Saturday, May 03, 2014

Akzo-Nobel Graham Defensive Analysis

2013 Results, 2 May 2014 price
SECTOR: [PASS] AKZO is neither a technology nor financial Company, and therefore this methodology is applicable. 

SALES: [PASS]  The investor must select companies of "adequate size". This includes companies with annual sales greater than €260 million. AKZO's sales of €14,590 million, based on 2013 sales, pass this test.

CURRENT RATIO: [FAIL]  The current ratio must be greater than or equal to 2. Companies that meet this criterion are typically financially secure and defensive. AKZO's current ratio €6,349m/€5,049m of 1.3 fails the test.

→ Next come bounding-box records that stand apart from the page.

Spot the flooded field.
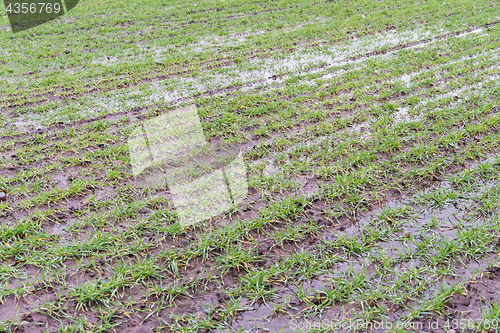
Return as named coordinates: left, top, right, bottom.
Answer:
left=0, top=0, right=500, bottom=333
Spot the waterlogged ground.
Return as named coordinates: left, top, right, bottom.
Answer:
left=0, top=0, right=500, bottom=332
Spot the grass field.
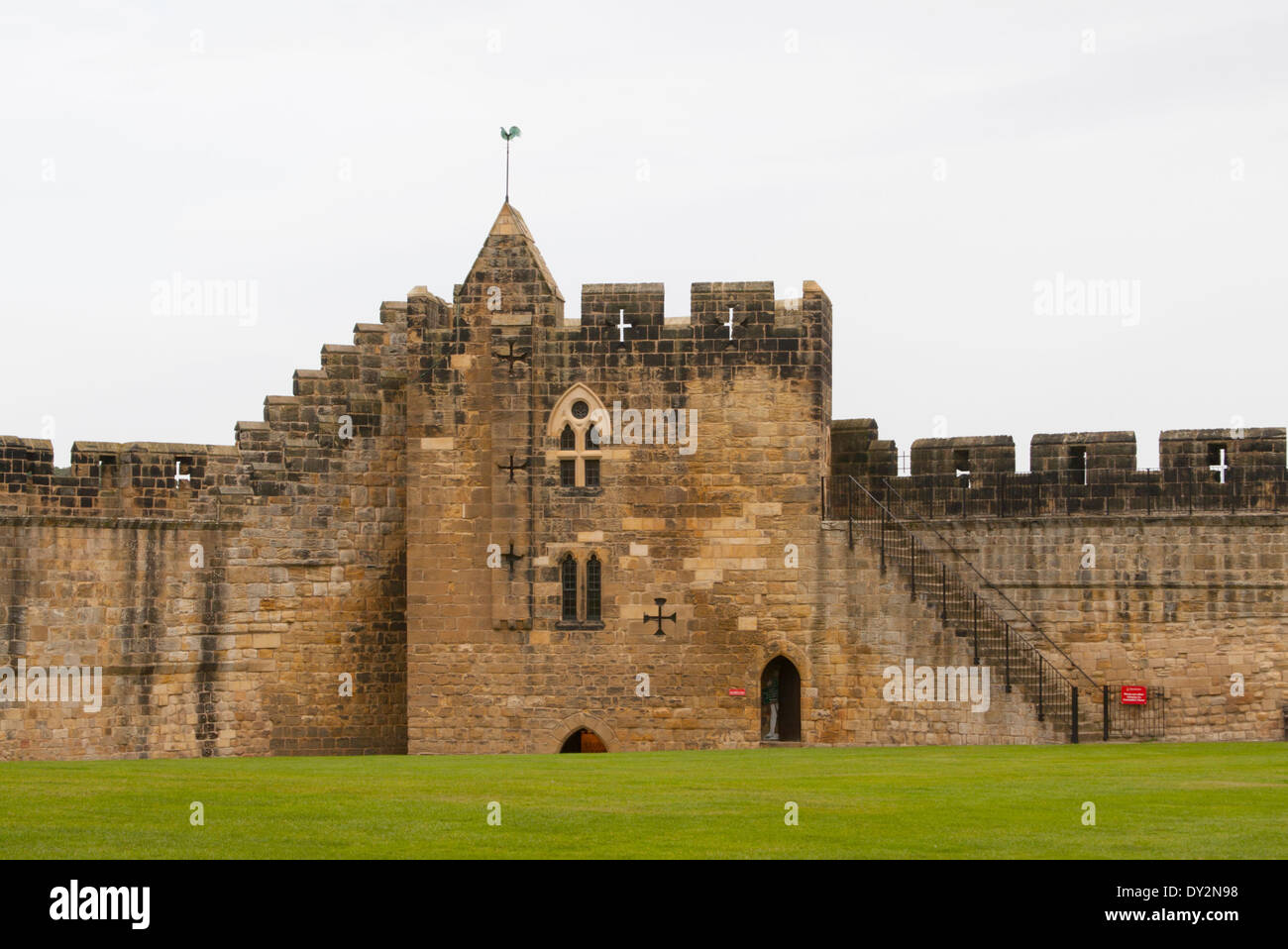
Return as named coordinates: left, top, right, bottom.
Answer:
left=0, top=743, right=1288, bottom=859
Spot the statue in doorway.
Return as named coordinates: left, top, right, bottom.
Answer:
left=760, top=669, right=778, bottom=742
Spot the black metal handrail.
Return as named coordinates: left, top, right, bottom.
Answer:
left=881, top=477, right=1102, bottom=688
left=821, top=475, right=1103, bottom=742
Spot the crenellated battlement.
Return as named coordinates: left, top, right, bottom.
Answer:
left=831, top=418, right=1288, bottom=516
left=574, top=280, right=831, bottom=347
left=0, top=435, right=239, bottom=519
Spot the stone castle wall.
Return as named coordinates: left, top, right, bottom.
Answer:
left=0, top=309, right=406, bottom=759
left=0, top=205, right=1288, bottom=759
left=923, top=514, right=1288, bottom=740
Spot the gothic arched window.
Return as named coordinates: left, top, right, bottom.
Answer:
left=546, top=382, right=608, bottom=488
left=559, top=554, right=577, bottom=623
left=587, top=554, right=600, bottom=623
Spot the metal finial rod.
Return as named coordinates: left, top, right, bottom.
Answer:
left=501, top=125, right=520, bottom=203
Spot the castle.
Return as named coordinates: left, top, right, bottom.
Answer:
left=0, top=202, right=1288, bottom=759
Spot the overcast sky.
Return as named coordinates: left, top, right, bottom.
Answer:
left=0, top=0, right=1288, bottom=470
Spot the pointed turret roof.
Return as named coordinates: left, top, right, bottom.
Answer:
left=471, top=201, right=564, bottom=300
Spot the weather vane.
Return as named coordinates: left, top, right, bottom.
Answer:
left=501, top=125, right=522, bottom=203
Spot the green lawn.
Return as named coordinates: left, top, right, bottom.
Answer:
left=0, top=743, right=1288, bottom=859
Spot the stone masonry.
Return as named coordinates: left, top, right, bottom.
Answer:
left=0, top=203, right=1288, bottom=759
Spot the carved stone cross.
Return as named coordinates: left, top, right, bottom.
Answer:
left=492, top=340, right=532, bottom=376
left=644, top=596, right=675, bottom=636
left=496, top=455, right=528, bottom=484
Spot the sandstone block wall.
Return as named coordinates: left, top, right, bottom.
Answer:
left=935, top=515, right=1288, bottom=740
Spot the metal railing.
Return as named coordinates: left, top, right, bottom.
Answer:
left=881, top=479, right=1100, bottom=688
left=821, top=475, right=1102, bottom=742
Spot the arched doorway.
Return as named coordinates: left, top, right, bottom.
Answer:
left=760, top=656, right=802, bottom=742
left=559, top=729, right=608, bottom=753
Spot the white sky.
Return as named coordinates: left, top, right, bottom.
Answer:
left=0, top=0, right=1288, bottom=470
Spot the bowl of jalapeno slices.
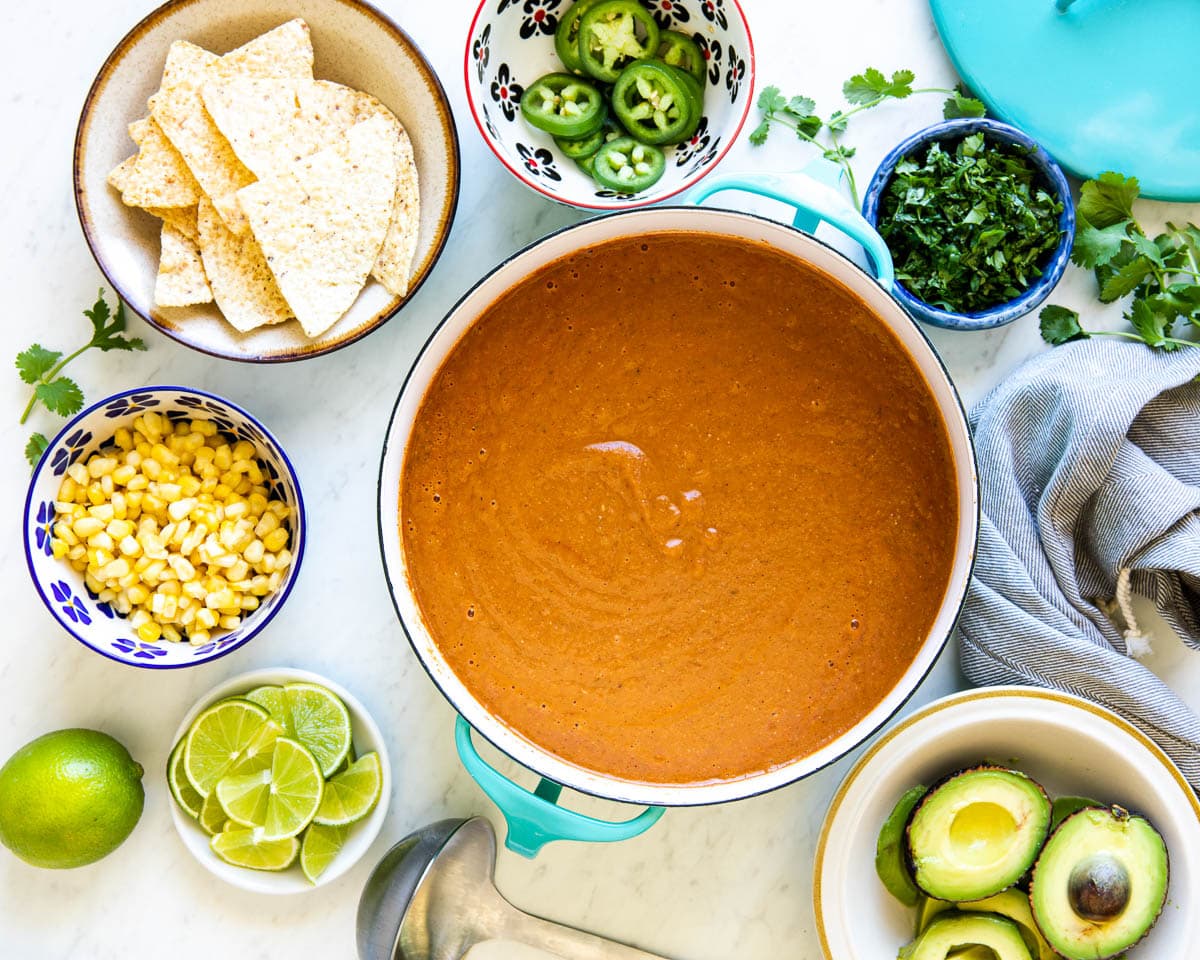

LONG-TERM DEBT IN RELATION TO NET CURRENT ASSETS: [FAIL] For industrial companies, long-term debt must not exceed net current assets (current assets minus current liabilities). Companies that do not meet this criterion lack the financial stability that this methodology likes to see. The long-term debt for AKZO is €2,666 million, while the net current assets are €1,300 million. AKZO fails this test.

LONG-TERM EPS GROWTH: [FAIL] Companies must increase their EPS by at least 30% over a ten-year period and EPS must not have been negative for any year within the last 5 years. EPS for AKZO were negative within the last 5 years (2012) and therefore the company fails this criterion.

EARNINGS YIELD: [FAIL]  The Earnings/Price (inverse P/E) %, based on the lesser of the current Earnings Yield or the Yield using average earnings over the last 3 fiscal years, must be "acceptable", which this methodology states is greater than 6,5%. Stocks with higher earnings yields are more defensive by nature. AKZO's earnings yield of 5,6% (using the current Earnings) fails this test.

GRAHAM NUMBER VALUE: [FAIL] The Price/Book ratio must also be reasonable. That is the Graham number value must be greater than the market price. AKZO has a Graham number of (22,5 x €1,8 EPS x €24,8 Book Value) = €37,5 and fails this test.